On the way out I didn't look down at all. The hell with it. I wasn't looking at anything. I was looking straight ahead and feeling very sorry for a lot of people including me.
I think it didn't have to happen the way it did. It was all unnecessary. But the Jane Fondas of this world took charge of our foreign policy and took over the sense of the appropriateness of the support for this war. There finally was just total lack of support for what we were trying to do. That's what defeated us.
I've never visited the Vietnam Memorial, never seen it. I'm going to tell you something that sounds strange after this diatribe that I've gone through. I realize that the mood of the American people has changed considerably since 1975. There's a lot of people in this country now including, God bless her, Joan Baez, who admits that she probably took some wrong tacks in those days. There's a lot of people who realize that maybe the whole country misread the proper thing to do. And that's due to people that have been writing and working and talking. I must say that I am not concerned in the slightest about what the great American people think about our efforts in Vietnam. I couldn't possibly care less. They misread the situation when it counted so far as I was concerned, and what the hell do I care what they think now when it's immaterial. I realize that is not a nice way to feel about it or a popular way, and I'm glad that there are people who feel otherwise, but I can't bring myself to get all unstrung about statues and people who now decide maybe we weren't really the bastards and sons of bitches they said we were.
So that's the way that is.

Obituary:

George Jacobson, 76, A Colonel in Vietnam

Published: May 26, 1989

Col. George D. Jacobson, a retired United States Army officer who headed the pacification program in Vietnam in the early 1970's, died of a lung disease on May 18 at the Walter Reed Army Medical Center in Washington. He was 76 years old and lived in Vienna, Va.
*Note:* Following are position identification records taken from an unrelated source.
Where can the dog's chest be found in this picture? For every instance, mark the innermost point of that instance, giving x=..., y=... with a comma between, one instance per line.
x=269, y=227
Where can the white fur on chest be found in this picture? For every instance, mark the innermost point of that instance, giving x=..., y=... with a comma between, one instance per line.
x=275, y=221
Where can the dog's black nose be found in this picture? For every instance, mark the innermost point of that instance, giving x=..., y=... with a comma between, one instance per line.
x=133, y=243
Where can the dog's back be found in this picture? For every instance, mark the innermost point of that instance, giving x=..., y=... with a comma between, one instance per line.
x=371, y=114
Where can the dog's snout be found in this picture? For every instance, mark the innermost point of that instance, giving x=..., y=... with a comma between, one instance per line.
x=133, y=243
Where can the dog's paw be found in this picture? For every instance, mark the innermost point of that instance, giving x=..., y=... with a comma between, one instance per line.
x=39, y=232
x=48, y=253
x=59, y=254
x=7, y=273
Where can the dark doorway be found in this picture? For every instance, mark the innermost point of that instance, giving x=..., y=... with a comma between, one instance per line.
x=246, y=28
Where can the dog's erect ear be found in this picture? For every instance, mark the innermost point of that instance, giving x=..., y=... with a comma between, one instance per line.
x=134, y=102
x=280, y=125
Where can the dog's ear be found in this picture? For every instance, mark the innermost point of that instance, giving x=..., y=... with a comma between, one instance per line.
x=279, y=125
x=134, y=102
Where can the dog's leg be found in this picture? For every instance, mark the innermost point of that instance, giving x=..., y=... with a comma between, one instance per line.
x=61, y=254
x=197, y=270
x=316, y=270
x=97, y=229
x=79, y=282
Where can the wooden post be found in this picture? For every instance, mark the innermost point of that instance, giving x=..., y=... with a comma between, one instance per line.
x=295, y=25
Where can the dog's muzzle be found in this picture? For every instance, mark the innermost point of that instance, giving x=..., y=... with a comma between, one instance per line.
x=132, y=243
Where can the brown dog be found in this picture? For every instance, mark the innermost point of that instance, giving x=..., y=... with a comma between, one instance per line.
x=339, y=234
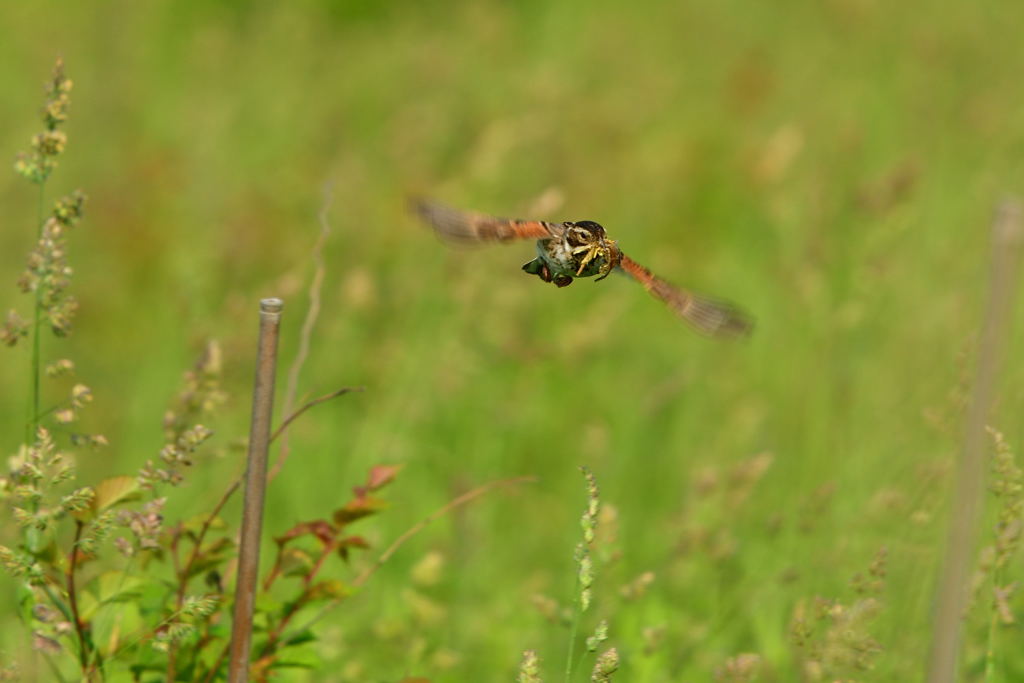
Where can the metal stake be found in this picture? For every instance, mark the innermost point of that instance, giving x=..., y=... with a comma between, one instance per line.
x=252, y=515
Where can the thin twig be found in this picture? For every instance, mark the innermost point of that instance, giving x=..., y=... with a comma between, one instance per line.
x=315, y=401
x=1008, y=237
x=307, y=326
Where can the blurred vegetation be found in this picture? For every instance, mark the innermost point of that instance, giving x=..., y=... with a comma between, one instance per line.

Colonel Jacobson served in Vietnam for 18 years. His first tour was with the Military Assistance Advisory Group from 1954 to 1957. He returned in 1961 as deputy chief of staff of the group.

He later became associate director of field operations in Saigon for the Agency for International Development and assistant chief of staff for the pacification program, which was intended to win support of the Vietnamese people through education, public works projects and improvements in public health and agriculture.

Colonel Jacobson, who retired in 1976, was among the last Americans to leave Saigon in 1975 after the North Vietnamese defeated South Vietnamese military forces.